Concrètement, je n’ai toujours pas pris la peine de ranger ma trousse de toilette : depuis Noël, je suis “en voyage”.  

Dans son livre “Entre deux royaumes” que j’ai dévoré durant ce temps, Suleika Jaouad mentionne que lorsqu’on voyage, on vit en réalité 3 voyages : tout d’abord, celui que nous faisons avant de partir, dans notre tête, grâce à notre imagination. Ensuite, celui que nous faisons en temps réel, les expériences que nous vivons en direct. Puis, en dernier, celui que nous garderons en souvenir après l’expérience. L'encouragement qui suit cette prise de conscience est de garder ces 3 voyages bien séparés, chacun dans sa catégorie, afin de bénéficier un maximum de son voyage.  

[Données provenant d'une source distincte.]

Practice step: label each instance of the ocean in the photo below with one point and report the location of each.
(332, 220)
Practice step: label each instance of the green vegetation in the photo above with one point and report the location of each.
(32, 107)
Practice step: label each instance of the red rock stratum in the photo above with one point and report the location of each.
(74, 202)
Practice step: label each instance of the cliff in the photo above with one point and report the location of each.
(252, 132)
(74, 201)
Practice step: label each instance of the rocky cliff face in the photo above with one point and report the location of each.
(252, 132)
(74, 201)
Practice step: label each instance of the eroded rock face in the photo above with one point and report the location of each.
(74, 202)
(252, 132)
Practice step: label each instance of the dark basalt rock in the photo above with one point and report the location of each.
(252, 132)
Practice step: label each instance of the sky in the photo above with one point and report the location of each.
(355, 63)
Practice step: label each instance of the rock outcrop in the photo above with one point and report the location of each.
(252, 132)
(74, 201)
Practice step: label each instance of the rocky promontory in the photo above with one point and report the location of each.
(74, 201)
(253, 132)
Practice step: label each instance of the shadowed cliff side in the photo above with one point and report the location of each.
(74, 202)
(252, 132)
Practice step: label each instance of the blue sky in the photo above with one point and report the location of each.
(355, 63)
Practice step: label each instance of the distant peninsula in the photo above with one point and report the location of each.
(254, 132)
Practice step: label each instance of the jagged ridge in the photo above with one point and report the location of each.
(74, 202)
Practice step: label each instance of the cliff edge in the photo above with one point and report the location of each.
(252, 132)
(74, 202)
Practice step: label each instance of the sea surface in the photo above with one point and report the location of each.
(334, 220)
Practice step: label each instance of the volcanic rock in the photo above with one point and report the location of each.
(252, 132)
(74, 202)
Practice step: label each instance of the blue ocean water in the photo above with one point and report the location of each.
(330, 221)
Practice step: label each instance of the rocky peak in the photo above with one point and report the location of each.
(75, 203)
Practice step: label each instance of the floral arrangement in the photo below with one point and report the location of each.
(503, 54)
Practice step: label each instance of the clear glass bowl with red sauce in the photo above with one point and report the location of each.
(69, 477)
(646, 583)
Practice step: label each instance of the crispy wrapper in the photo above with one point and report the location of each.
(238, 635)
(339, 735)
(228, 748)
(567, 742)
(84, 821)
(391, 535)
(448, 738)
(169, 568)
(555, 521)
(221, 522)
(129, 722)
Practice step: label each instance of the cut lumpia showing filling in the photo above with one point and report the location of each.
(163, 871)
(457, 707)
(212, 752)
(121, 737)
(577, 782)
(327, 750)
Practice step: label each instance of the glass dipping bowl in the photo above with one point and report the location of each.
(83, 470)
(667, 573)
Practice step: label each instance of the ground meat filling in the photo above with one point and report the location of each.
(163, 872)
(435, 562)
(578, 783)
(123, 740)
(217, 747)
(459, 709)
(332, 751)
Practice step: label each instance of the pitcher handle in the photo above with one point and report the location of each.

Quant à moi, j’ai réalisé que j’ai vécu surtout 2 voyages durant ces mois de vie nomade : un voyage extérieur et un voyage intérieur.  

Le premier est celui qui est visible, que l’on peut montrer grâce à des photos, raconter en parlant des excursions que l’on a faites, ou expliquer en pointant du doigt l’atlas.

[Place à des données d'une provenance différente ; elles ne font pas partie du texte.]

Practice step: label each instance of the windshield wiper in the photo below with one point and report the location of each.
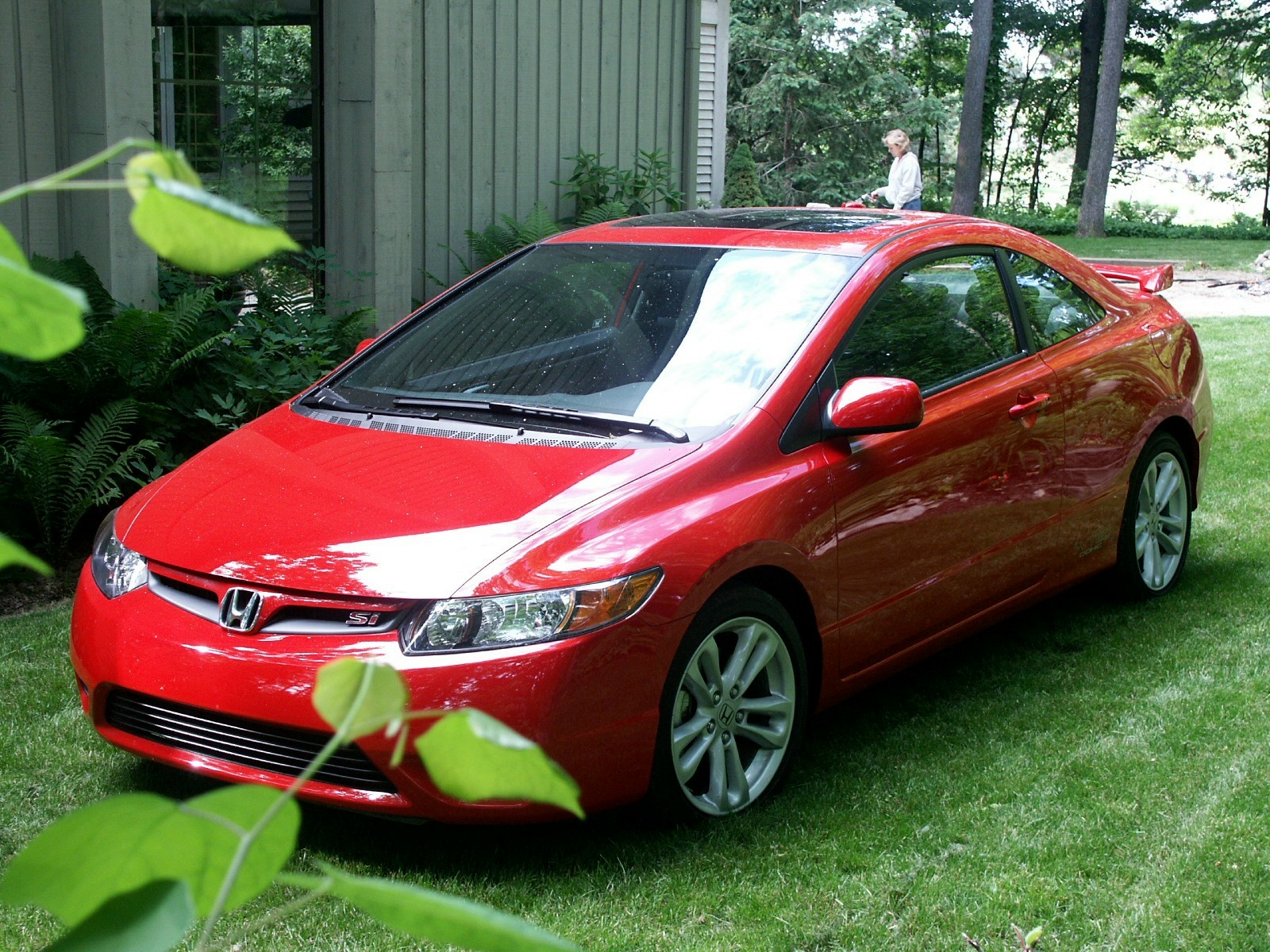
(329, 397)
(615, 423)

Le deuxième, celui qui s’est déroulé à l’intérieur, est plus subtil à décrire. Et surtout, comme j’en ai fait l’expérience, il semble totalement indépendant du voyage extérieur, autrement dit, du décor dans lequel on se trouve.  

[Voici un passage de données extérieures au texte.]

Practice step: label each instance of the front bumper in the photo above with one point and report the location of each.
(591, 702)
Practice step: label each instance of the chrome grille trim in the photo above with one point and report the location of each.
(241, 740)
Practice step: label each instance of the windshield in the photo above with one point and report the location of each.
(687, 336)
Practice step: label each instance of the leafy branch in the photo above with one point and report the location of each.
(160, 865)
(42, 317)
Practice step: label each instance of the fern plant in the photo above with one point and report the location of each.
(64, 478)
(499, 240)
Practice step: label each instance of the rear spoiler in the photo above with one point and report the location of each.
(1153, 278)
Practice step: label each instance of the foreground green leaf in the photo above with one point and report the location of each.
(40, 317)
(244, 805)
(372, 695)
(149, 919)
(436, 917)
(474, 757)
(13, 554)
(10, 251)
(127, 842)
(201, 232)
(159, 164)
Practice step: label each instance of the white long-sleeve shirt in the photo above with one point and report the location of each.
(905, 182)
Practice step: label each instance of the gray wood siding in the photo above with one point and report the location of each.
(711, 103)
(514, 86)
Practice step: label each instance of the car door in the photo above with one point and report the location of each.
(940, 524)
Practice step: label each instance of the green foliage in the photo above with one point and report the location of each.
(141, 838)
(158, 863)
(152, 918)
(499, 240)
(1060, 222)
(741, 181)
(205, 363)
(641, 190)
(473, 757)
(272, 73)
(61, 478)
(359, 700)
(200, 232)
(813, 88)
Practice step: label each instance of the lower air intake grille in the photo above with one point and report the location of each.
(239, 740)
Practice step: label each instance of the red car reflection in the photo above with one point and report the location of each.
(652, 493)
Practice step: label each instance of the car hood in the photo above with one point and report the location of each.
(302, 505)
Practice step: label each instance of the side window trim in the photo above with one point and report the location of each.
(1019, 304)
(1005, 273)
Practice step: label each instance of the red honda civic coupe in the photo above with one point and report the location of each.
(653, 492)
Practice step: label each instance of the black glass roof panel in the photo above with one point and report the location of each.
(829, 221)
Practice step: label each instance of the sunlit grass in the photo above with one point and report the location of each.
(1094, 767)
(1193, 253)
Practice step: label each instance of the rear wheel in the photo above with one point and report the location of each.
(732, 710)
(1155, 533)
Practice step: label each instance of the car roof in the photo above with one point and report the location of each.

Ainsi, je peux sans trop de peine te raconter le 1er voyage, celui de l’extérieur : les plages paradisiaques que nous avons eu le privilège de découvrir, les poissons et coraux de toutes les couleurs qu’on a admirés dans l’eau turquoise, les marches dans les collines et vallons escarpés, la visite de Robben Island (où le président Nelson Mandela avait passé 18 sur ses 27 années de prison), les paysages féériques que nous avons sillonnés, les grottes foisonnant de chauves-souris explorées à la lampe de poche, l’accomplissement de mon rêve d’enfant lorsque j’ai nagé tout près d’un dauphin en liberté - dans le bleu indigo des fonds marins, les palmiers omniprésents avec leurs noix de cocos sirotés dans le sable blanc, le fait que Jules ait appris à nager à l’Ile Maurice, les chutes d’eau vertigineuses à la Réunion et les innombrables couchers de soleil sur l’océan, suivis de ciels étoilés majestueux. Vraiment, j’ai l’impression que nous avons tutoyé la beauté du monde… Sans mentionner le bonheur de vivre tout cela en famille – avec les 5 êtres que j’aime le plus au monde ! En anglais, on dirait que c’était simplement “mind blowing” - à couper le souffle. Je me considère tellement privilégiée d’avoir eu la chance de vivre tout cela.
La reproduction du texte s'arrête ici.